The cytokines previously mentioned also induce neutrophil invasion to the site of inflammation. Neutrophils indiscriminately ‘attack’ viral infiltration by releasing reactive oxygen species and proteases. These stopgap measures cause collateral damage to alveolar cells (type I and II pneumocytes), further disrupting surfactant production and clogging overburdened alveoli with a collection of protein debris, dead cellular material and interstitial plasma fluid — compounding hypoxemia caused by the actual virus. This debris and dead matter is violently coughed up by the body, tearing up the mucinous protective lining in our lungs.  Hypoxemia also induces release of chemoreceptors targeted at the sympathetic nervous system, inducing a higher respiration rate and heart rate. The cytokine storm also accumulates in the hypothalamus, a key mediator between the central nervous and endocrine systems. In response, the hypothalamus releases prostaglandins like PG2 that raise the body’s temperature, a symptom known as fever.
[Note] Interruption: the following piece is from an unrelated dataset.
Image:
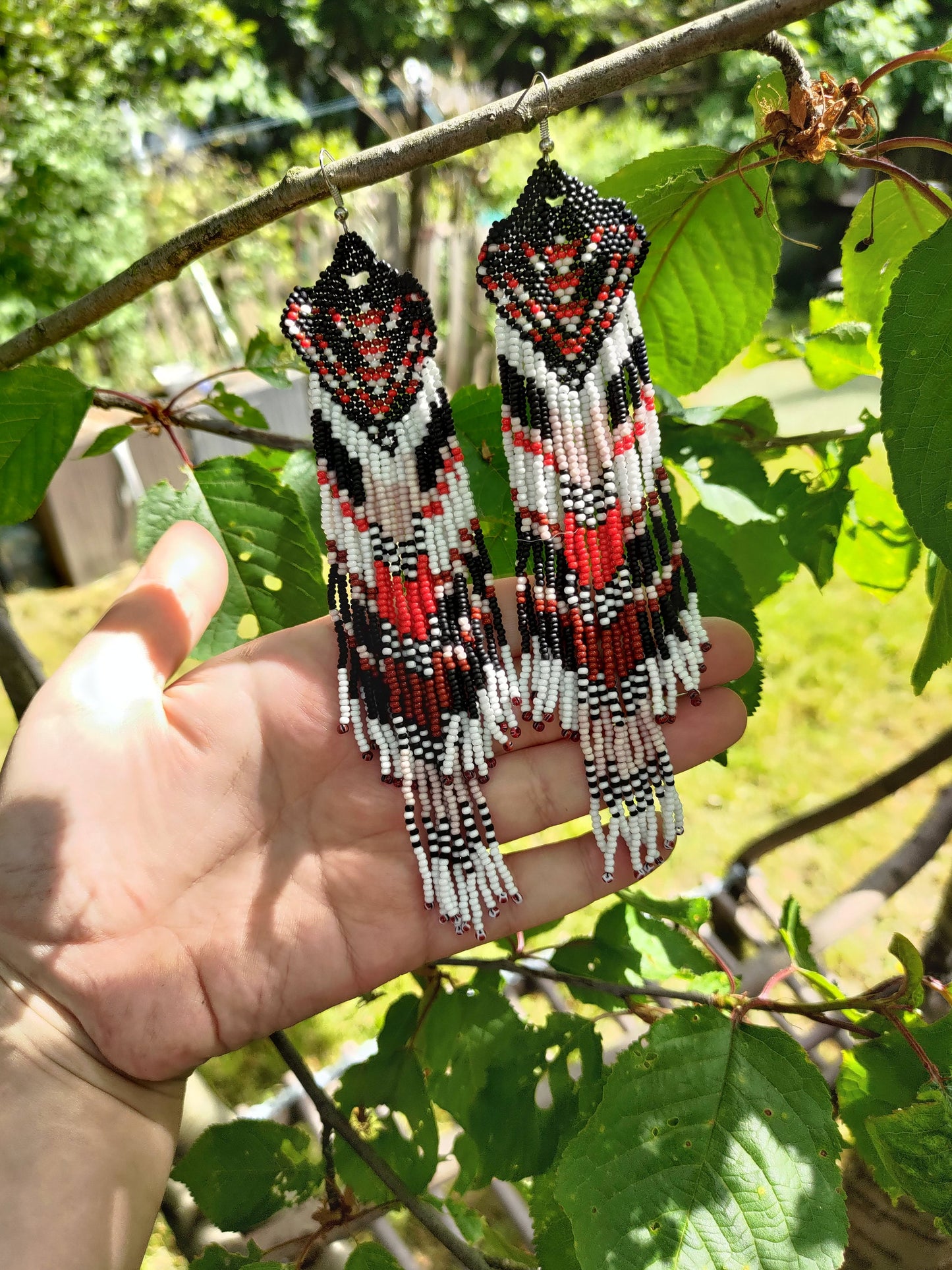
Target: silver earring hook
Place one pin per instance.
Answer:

Through a confluence of hypoxemia, cytokine storms, and damage to the lung’s mucinous lining, inflammation of the lungs afflicts the rest of the body through Systemic Inflammatory Response Syndrome (SIAS). Cytokines induce capillary permeability throughout the body, decreasing blood volume and causing accumulation of waste products in the bloodstream (as the kidneys and liver do not receive adequate blood flow), ultimately culminating in septic shock, hypotension, and potentially multi-system organ failure. It is important to note that these symptoms are certainly not an eventuality for everyone infected with COVID-19, but they are more likely to occur with increased age, pre-existing conditions or other vulnerabilities, especially with the lack of a vaccine to prevent viral infection. However, the severity of these symptoms demonstrates the intimate connections between the respiratory, immune, cardiovascular, endocrine, and nervous systems — as well as the fragility and vulnerability of the human lives we care for.